Scientific classification
- Kingdom: Animalia
- Phylum: Chordata
- Class: Actinopterygii
- Order: Syngnathiformes
- Family: Syngnathidae
- Genus: Cosmocampus
- Species: C. albirostris
- Binomial name: Cosmocampus albirostris Kaup, 1856
- Synonyms: Corythoichthys albirostris Kaup, 1856; Corythoichthys brederi Parr, 1930; Siphostoma zatropis Jordan & Gilbert, 1882;

= Cosmocampus albirostris =

- Authority: Kaup, 1856
- Conservation status: LC

Species of fish

Cosmocampus albirostris (white-nose pipefish) is a marine fish of the family Syngnathidae.
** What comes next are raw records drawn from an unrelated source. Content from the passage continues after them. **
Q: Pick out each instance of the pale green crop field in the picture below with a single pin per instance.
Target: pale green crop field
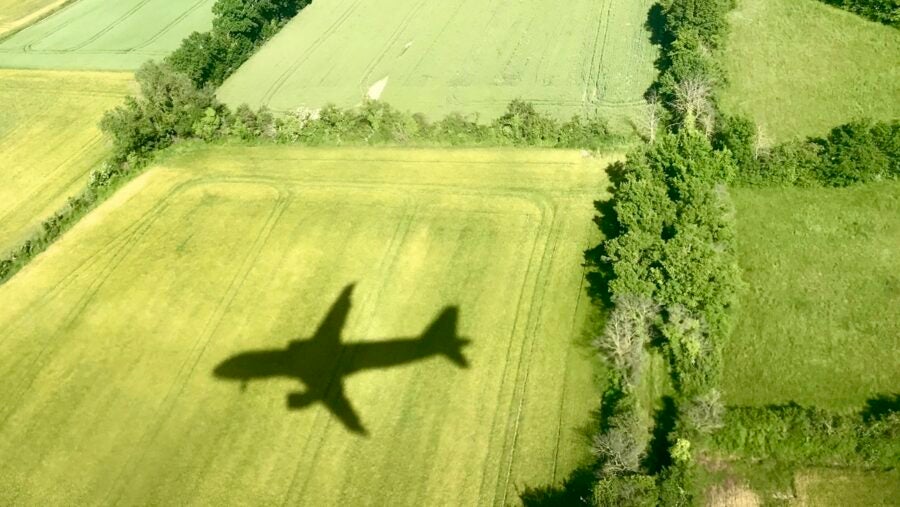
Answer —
(801, 67)
(469, 57)
(817, 322)
(106, 34)
(113, 342)
(49, 141)
(15, 14)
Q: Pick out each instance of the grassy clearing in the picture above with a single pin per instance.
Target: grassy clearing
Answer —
(818, 319)
(800, 67)
(109, 340)
(840, 488)
(15, 14)
(49, 141)
(106, 34)
(442, 57)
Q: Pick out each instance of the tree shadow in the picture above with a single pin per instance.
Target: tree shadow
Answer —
(322, 362)
(881, 406)
(658, 457)
(578, 489)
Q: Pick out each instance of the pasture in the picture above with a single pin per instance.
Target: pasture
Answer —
(818, 321)
(106, 34)
(469, 57)
(49, 141)
(130, 350)
(15, 14)
(801, 67)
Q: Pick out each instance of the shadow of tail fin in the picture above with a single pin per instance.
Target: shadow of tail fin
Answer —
(441, 337)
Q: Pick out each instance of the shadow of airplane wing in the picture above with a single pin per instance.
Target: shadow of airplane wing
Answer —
(339, 405)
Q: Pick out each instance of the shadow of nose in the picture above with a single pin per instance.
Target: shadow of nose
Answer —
(227, 369)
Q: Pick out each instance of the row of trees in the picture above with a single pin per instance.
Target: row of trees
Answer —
(882, 11)
(668, 267)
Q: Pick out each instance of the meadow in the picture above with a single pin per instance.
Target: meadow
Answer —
(117, 344)
(106, 34)
(469, 57)
(817, 322)
(15, 14)
(801, 67)
(49, 141)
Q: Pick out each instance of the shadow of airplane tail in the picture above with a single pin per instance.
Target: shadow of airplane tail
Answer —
(442, 338)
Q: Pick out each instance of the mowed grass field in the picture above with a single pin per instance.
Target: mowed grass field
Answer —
(106, 34)
(49, 141)
(469, 57)
(801, 67)
(819, 321)
(109, 341)
(15, 14)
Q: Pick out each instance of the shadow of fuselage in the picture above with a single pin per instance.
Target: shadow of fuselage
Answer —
(322, 362)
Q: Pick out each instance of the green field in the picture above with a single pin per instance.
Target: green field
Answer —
(840, 488)
(49, 141)
(442, 57)
(15, 14)
(117, 344)
(818, 317)
(106, 34)
(800, 67)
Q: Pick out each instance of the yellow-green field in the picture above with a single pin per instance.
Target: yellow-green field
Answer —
(49, 141)
(470, 57)
(801, 67)
(15, 14)
(120, 344)
(105, 34)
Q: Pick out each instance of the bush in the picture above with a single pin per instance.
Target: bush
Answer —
(239, 28)
(857, 152)
(168, 108)
(882, 11)
(626, 491)
(795, 435)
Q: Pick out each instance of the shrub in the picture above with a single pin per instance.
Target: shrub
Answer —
(522, 125)
(795, 435)
(626, 491)
(627, 332)
(168, 108)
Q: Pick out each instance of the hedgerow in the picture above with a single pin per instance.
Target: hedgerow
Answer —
(882, 11)
(810, 437)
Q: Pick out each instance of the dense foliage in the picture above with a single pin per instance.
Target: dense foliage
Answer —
(883, 11)
(811, 437)
(239, 28)
(858, 152)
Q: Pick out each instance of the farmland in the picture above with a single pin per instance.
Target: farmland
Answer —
(15, 14)
(49, 141)
(113, 342)
(817, 314)
(105, 34)
(802, 82)
(470, 57)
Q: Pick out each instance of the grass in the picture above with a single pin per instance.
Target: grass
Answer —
(49, 141)
(14, 14)
(818, 321)
(106, 34)
(109, 340)
(800, 67)
(839, 488)
(442, 57)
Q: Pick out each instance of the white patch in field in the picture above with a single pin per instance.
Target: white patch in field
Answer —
(377, 89)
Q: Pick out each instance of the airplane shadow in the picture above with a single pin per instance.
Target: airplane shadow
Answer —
(322, 362)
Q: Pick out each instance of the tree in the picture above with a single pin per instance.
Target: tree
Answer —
(168, 107)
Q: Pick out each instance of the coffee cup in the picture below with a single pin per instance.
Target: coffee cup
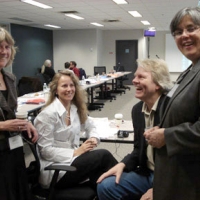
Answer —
(118, 119)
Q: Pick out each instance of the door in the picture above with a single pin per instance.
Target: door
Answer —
(126, 55)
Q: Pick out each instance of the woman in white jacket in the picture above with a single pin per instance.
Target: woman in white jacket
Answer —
(59, 125)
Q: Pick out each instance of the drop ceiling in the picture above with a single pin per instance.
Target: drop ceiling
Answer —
(114, 17)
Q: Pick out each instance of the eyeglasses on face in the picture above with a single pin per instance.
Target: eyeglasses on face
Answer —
(189, 30)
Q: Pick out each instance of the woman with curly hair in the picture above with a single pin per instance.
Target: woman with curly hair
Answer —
(59, 125)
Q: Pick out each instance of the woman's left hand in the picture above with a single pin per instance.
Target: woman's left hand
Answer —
(148, 195)
(32, 132)
(155, 137)
(93, 140)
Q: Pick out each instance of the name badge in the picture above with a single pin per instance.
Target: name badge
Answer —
(171, 92)
(15, 142)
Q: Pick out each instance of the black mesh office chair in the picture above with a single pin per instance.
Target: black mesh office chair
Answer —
(29, 84)
(99, 70)
(105, 92)
(121, 79)
(80, 192)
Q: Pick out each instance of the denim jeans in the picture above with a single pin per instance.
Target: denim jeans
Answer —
(131, 186)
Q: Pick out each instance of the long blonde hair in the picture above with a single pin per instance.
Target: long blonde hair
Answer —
(80, 96)
(6, 36)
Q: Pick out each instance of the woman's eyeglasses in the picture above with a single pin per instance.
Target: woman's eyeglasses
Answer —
(190, 30)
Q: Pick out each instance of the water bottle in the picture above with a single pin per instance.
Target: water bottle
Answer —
(44, 88)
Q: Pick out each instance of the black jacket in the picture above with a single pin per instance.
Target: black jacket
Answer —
(137, 160)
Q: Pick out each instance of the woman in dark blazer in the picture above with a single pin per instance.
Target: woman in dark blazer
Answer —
(134, 174)
(177, 141)
(13, 181)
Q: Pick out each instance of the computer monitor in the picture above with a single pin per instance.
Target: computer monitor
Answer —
(149, 33)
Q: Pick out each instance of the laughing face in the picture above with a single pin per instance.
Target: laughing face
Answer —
(5, 54)
(65, 90)
(189, 43)
(145, 88)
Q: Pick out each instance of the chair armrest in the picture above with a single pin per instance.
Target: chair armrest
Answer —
(60, 167)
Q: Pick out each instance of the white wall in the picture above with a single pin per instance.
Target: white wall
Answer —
(97, 47)
(78, 45)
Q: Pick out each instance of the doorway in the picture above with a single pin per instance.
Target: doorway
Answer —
(126, 55)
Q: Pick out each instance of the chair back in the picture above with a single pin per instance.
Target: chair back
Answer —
(99, 70)
(29, 84)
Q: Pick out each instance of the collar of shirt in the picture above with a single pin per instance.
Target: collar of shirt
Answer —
(61, 109)
(145, 108)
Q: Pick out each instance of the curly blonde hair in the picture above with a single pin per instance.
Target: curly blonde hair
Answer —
(6, 36)
(80, 96)
(159, 71)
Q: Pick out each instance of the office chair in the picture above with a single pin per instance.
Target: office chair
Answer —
(123, 78)
(105, 92)
(99, 70)
(29, 84)
(80, 192)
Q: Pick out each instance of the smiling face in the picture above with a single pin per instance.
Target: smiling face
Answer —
(5, 54)
(145, 89)
(65, 90)
(189, 44)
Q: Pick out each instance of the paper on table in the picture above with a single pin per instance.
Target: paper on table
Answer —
(103, 127)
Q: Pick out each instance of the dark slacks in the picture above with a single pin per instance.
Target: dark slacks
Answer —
(89, 165)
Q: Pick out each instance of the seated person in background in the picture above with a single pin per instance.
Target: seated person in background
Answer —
(47, 71)
(59, 125)
(67, 65)
(74, 68)
(133, 176)
(13, 177)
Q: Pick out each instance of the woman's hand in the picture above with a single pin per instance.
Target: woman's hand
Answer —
(155, 137)
(18, 125)
(116, 171)
(14, 125)
(88, 145)
(148, 195)
(32, 132)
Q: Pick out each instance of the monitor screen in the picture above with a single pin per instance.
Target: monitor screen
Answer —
(148, 33)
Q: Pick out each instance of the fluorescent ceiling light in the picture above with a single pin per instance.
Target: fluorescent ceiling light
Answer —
(135, 13)
(152, 29)
(96, 24)
(120, 1)
(52, 26)
(35, 3)
(145, 22)
(74, 16)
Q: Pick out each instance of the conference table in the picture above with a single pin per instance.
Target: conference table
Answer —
(93, 82)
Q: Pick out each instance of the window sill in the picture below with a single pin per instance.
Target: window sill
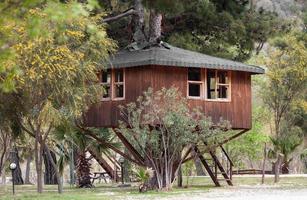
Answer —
(219, 100)
(106, 99)
(210, 100)
(118, 99)
(196, 98)
(114, 99)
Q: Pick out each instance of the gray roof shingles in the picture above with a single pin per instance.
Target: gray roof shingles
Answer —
(173, 56)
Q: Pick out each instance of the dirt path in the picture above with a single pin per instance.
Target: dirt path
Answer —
(247, 193)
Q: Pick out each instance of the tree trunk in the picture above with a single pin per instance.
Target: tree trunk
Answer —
(38, 152)
(155, 21)
(199, 169)
(179, 180)
(285, 168)
(50, 177)
(83, 171)
(138, 22)
(263, 164)
(28, 168)
(53, 163)
(3, 177)
(17, 174)
(126, 168)
(72, 165)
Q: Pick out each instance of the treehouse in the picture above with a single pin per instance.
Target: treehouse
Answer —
(222, 88)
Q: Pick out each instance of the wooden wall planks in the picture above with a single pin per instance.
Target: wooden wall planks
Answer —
(139, 79)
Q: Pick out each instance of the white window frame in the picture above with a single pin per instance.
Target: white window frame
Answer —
(228, 99)
(118, 83)
(201, 83)
(112, 85)
(106, 84)
(203, 86)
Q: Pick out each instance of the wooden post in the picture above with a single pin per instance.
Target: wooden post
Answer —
(263, 164)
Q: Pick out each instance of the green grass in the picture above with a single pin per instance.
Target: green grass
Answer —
(198, 185)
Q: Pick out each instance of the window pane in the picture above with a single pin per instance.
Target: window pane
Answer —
(211, 82)
(106, 76)
(223, 77)
(106, 93)
(119, 91)
(194, 90)
(119, 75)
(223, 92)
(194, 74)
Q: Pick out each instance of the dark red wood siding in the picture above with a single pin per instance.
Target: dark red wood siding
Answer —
(138, 79)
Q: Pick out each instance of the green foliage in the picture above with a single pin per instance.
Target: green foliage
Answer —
(143, 174)
(286, 144)
(223, 29)
(187, 169)
(161, 126)
(228, 29)
(59, 64)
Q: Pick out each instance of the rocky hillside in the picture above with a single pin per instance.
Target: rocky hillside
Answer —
(284, 8)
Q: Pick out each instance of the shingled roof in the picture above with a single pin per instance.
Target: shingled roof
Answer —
(167, 55)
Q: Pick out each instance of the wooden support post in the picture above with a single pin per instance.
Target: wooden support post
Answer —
(129, 147)
(207, 167)
(103, 163)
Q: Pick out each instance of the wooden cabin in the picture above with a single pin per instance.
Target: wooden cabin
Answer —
(221, 87)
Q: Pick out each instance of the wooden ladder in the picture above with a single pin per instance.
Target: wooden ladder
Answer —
(217, 165)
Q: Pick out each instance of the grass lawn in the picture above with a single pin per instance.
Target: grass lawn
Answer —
(198, 185)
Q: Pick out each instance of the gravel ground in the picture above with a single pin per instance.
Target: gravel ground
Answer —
(247, 193)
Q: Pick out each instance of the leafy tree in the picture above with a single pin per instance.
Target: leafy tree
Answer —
(59, 59)
(229, 29)
(284, 87)
(162, 128)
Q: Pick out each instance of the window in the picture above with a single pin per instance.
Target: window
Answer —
(195, 83)
(106, 83)
(118, 84)
(218, 85)
(113, 82)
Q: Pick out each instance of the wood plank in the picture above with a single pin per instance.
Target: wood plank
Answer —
(138, 79)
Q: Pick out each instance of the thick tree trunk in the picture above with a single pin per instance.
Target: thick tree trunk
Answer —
(38, 152)
(285, 168)
(50, 177)
(28, 168)
(263, 163)
(53, 163)
(277, 168)
(138, 22)
(155, 21)
(83, 171)
(17, 172)
(3, 177)
(179, 180)
(126, 167)
(72, 165)
(199, 169)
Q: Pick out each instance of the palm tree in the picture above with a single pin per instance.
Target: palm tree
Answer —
(72, 138)
(285, 145)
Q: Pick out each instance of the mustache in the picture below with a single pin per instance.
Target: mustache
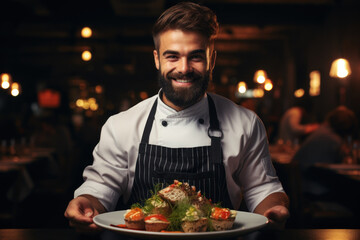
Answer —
(190, 75)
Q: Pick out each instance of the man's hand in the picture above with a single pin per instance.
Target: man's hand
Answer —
(81, 211)
(277, 216)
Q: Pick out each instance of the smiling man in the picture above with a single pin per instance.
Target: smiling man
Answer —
(183, 133)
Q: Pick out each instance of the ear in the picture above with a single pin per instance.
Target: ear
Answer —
(212, 60)
(156, 59)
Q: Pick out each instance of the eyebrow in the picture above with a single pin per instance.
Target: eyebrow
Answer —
(175, 52)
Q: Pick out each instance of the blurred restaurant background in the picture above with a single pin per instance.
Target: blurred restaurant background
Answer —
(66, 66)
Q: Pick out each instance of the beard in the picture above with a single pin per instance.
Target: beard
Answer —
(187, 96)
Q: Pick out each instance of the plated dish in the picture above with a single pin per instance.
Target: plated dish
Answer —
(245, 222)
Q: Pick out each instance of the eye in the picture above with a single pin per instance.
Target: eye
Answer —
(171, 57)
(197, 57)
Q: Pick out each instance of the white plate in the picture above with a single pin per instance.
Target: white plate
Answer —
(245, 222)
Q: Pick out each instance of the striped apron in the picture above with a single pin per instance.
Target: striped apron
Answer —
(201, 167)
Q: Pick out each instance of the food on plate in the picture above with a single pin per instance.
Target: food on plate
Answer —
(156, 223)
(134, 218)
(178, 208)
(194, 220)
(173, 193)
(222, 218)
(156, 205)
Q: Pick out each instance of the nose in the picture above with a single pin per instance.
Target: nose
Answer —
(184, 66)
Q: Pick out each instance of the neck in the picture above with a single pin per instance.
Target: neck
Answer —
(172, 105)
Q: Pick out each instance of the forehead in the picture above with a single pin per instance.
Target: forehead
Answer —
(181, 41)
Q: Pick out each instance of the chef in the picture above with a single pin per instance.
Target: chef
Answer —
(182, 133)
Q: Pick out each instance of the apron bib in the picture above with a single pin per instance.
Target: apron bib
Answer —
(201, 167)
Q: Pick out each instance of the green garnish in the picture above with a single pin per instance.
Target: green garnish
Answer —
(177, 214)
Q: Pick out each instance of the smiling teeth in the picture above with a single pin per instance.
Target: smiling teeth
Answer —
(182, 80)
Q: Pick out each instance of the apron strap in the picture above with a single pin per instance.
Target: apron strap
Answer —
(215, 133)
(149, 122)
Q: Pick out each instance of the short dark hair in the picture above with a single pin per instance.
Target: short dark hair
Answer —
(187, 16)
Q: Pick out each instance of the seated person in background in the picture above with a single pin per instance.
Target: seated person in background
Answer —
(328, 144)
(292, 127)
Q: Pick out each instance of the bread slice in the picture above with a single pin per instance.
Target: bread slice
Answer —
(154, 223)
(172, 194)
(134, 219)
(195, 226)
(220, 225)
(222, 218)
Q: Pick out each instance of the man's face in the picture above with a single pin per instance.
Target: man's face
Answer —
(183, 62)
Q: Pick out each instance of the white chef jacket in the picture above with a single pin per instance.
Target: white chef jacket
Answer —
(248, 167)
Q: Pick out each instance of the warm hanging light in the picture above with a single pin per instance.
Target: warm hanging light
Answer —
(260, 76)
(241, 87)
(299, 93)
(315, 82)
(5, 80)
(258, 93)
(340, 68)
(86, 55)
(86, 32)
(268, 85)
(15, 89)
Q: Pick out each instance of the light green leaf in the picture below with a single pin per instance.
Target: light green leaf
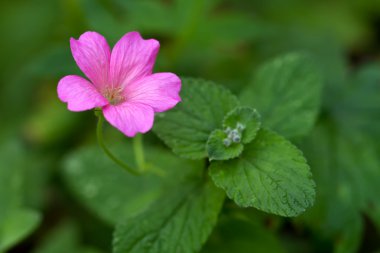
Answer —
(271, 175)
(180, 222)
(110, 192)
(241, 235)
(220, 147)
(286, 92)
(187, 127)
(16, 226)
(62, 239)
(244, 119)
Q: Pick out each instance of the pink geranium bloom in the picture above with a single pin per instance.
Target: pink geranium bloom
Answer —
(121, 81)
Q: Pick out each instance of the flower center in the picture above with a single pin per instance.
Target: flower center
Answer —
(113, 95)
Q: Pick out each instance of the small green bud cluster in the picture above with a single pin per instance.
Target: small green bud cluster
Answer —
(233, 135)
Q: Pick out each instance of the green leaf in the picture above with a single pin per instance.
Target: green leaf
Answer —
(247, 119)
(180, 222)
(62, 239)
(16, 226)
(271, 175)
(110, 192)
(217, 149)
(187, 127)
(286, 92)
(241, 235)
(16, 220)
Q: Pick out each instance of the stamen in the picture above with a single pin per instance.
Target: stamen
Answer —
(114, 95)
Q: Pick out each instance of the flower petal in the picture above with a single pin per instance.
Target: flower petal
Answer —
(92, 54)
(79, 94)
(132, 58)
(130, 118)
(160, 91)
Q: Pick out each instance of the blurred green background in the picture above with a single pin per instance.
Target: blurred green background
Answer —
(220, 40)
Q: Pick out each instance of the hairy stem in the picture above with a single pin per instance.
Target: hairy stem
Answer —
(99, 134)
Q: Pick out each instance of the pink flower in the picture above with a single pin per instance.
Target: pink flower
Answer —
(121, 82)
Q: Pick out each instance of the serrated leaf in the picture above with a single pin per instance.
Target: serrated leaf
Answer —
(286, 92)
(110, 192)
(271, 175)
(180, 222)
(217, 149)
(187, 127)
(246, 118)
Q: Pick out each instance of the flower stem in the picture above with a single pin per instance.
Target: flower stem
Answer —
(139, 152)
(99, 134)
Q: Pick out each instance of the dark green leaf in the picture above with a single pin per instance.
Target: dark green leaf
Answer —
(286, 92)
(180, 222)
(112, 193)
(186, 128)
(271, 175)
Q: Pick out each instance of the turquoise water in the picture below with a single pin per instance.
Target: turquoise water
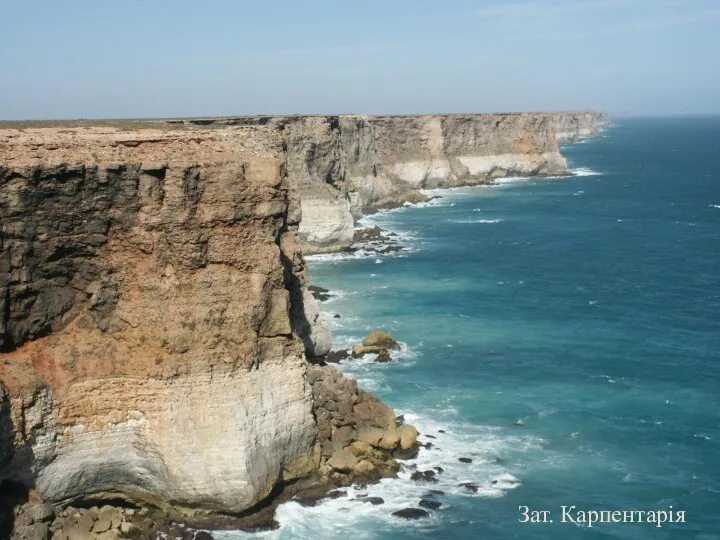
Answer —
(564, 333)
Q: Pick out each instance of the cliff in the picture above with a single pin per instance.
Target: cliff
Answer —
(573, 126)
(345, 166)
(156, 321)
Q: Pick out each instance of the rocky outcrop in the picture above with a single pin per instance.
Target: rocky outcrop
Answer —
(154, 312)
(573, 126)
(348, 165)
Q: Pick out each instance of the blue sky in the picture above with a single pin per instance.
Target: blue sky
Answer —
(99, 59)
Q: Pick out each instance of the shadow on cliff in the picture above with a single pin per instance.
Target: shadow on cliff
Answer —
(13, 491)
(298, 319)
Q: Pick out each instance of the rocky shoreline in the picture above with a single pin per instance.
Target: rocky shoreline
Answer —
(163, 365)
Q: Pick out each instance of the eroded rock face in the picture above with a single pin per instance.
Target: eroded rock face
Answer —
(573, 126)
(152, 340)
(345, 166)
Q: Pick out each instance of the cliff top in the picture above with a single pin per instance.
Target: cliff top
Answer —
(222, 121)
(115, 141)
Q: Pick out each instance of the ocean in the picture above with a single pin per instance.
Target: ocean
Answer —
(563, 334)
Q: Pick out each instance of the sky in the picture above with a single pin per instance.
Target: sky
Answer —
(177, 58)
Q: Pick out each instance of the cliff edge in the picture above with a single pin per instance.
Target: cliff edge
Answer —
(156, 324)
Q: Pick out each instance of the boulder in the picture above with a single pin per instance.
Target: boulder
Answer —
(76, 533)
(432, 505)
(390, 440)
(411, 513)
(381, 339)
(102, 525)
(424, 477)
(361, 449)
(370, 435)
(39, 512)
(371, 412)
(343, 461)
(408, 436)
(342, 437)
(334, 357)
(37, 531)
(364, 467)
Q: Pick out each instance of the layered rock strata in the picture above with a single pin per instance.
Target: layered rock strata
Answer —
(345, 166)
(156, 313)
(573, 126)
(156, 318)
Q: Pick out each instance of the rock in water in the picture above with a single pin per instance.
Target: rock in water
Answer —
(411, 513)
(432, 505)
(381, 339)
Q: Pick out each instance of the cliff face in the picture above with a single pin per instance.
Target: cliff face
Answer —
(573, 126)
(156, 318)
(154, 314)
(345, 166)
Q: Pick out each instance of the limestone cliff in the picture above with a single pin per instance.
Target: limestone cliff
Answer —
(154, 313)
(347, 165)
(156, 318)
(573, 126)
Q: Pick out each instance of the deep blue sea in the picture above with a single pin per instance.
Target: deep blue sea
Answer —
(564, 333)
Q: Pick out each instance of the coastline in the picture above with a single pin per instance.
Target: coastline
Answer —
(136, 150)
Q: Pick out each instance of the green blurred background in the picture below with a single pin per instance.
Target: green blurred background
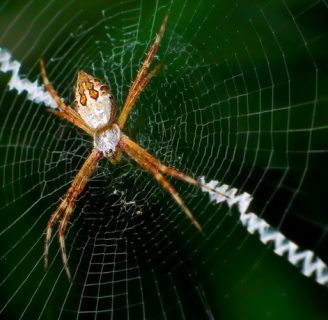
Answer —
(243, 99)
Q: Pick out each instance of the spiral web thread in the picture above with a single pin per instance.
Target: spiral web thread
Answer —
(240, 101)
(306, 260)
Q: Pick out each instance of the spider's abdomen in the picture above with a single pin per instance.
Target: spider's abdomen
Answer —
(94, 101)
(107, 141)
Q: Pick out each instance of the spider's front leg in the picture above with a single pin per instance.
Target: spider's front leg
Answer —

It is found in the western Atlantic Ocean, along the US coast from North Carolina to Florida, in the Gulf of Mexico, along the Yucatán Peninsula to Cuba, in the Caribbean from Puerto Rico to Grenada, and along Central and South America to southern Brazil. It lives among coral reefs, sea floor rubble, and sparse algae to depths of about 40 m, where it can grow to lengths of 20 cm. This species is ovoviviparous, with males carrying eggs in a brood pouch and giving birth to live young The Cosmocampus albirostris is a species of pipefish that has been historically collected in the State of Bahia. These species are in the Brazilian list of marine fishes that are authorized to be exported for ornamental purposes. This information was taken from a case study that monitored the ornamental trade of seahorses and pipefishes in Brazil, where harvesting of pipefish is common, and it was also discovered that Cosmocampus albirostris are predominantly harvested in reef areas.